Tool Host
Tools are easy-to-develop 100%-reusable independent modules. You can wrap your legacy .NET code in a tool, and use this code from any application developed on AL Platform's basis. One tool can serve your needs in different applications, and the application can work with any number of tool instances. We call such applications tool hosts.
A tool host defines how a tool view is rendered, and provides some infrastructural layer which the tool might want to utilize. The tool host performs the following tasks:
- manages application menu. The tool host allows you to define menu items in a unified way, which allows them to be displayed correctly on any GUI Framework you use.
- renders a tool view in a workspace. For now the workspace allows a tool view to be shown either as a dockable window (docked left, right, top, bottom, floating) or as MDI child form.
- allows a tool to export its menu items. In other words, the tool host gives an opportunity for a tool to show its menu items in application's main menu, context menu, tool bar, and status bar.
Unified Menu
A tool host gives you the opportunity to define menu items in a unified way, which allows them to be displayed correctly on any GUI Framework you use. For now we provide Standard Windows Forms, Infragistics, Syncfusion, and MS Office GUI Frameworks. Our AL Office+ Pack gives you the ability to work with MS Office menu the same way you do when developing a standard desktop application.
AL Platform defines 4 menu areas: Main Menu, Context Menu, Tool Bar, and Status Bar.
Whatever area you are going to affect, you create an Al.DesktopApplication.MenuItem instance. MenuItem is a base class from which we derived PopupMenuItem, StateMenuItem, and StaticMenuItem. Some MenuItem properties are listed below:
Caption, Enabled, Image, IsFirstInGroup, Name, Shortcut, ShowShortcut, Tooltip, Visible, Width.
Exporting Tool Menu Items
A tool host allows a tool to export its menu items. In other words, the tool host gives an opportunity for the tool to show its menu items in application's main menu, context menu, tool bar, and status bar. Whatever the number of tool instances is, each tool instance has its own menu. This particularly means that actions upon menu items will affect only active tool instance.

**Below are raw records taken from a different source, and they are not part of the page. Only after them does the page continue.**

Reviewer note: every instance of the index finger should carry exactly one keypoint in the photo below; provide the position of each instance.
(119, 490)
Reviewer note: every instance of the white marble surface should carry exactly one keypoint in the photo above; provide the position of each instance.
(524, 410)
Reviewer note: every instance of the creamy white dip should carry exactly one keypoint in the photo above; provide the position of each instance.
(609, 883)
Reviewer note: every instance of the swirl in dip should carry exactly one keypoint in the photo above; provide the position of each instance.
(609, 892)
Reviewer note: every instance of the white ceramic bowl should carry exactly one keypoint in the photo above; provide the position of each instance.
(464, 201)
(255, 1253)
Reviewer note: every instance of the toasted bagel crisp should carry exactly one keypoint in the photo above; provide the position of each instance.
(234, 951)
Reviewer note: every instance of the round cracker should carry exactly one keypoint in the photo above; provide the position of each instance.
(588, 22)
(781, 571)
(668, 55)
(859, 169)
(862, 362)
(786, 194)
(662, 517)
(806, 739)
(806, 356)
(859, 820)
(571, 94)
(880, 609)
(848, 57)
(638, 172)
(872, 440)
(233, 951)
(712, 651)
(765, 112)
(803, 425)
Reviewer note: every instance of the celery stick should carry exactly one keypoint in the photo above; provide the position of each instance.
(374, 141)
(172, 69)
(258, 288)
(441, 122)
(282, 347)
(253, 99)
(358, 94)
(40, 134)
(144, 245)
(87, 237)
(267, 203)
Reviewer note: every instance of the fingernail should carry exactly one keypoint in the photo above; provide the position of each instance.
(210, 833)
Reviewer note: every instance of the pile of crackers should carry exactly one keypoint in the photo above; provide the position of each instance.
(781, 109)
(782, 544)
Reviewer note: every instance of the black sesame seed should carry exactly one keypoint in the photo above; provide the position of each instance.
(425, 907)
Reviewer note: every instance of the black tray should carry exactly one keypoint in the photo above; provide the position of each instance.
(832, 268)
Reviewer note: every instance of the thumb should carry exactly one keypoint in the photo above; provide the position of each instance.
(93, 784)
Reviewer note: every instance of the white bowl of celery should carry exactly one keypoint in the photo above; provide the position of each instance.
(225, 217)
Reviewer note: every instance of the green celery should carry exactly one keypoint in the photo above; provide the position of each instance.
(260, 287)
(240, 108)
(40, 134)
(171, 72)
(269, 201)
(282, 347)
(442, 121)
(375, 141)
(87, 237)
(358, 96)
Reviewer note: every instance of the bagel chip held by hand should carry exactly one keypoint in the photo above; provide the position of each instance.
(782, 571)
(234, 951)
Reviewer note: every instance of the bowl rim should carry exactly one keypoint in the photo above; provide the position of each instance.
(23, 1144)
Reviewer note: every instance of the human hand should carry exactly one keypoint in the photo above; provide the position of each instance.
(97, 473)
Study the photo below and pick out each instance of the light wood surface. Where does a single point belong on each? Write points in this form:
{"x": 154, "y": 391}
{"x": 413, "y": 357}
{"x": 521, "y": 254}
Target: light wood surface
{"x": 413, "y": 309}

Tool's menu items get disabled once there is no active tool. However, if there is only one tool instance, its menu items will work with no difference whether the tool is active or not. Also, you can define tool's menu as shareable, meaning that menu items won't change their state (enabled, disabled, image, etc.) after changing the active tool.
Workspace
A tool host renders a tool view in a workspace. For now the workspace allows a tool view to be shown either as a dockable window (docked left, right, top, bottom, floating) or as MDI child window. In order to make a tool view dockable, you simply implement the IDesktopDockable interface. The only member this interface contains is
DockedLocation InitialDockedLocation { get; }
Because some GUI Frameworks (like Standard Windows) doesn't allow dockable windows, controls are shown in MDI Child forms.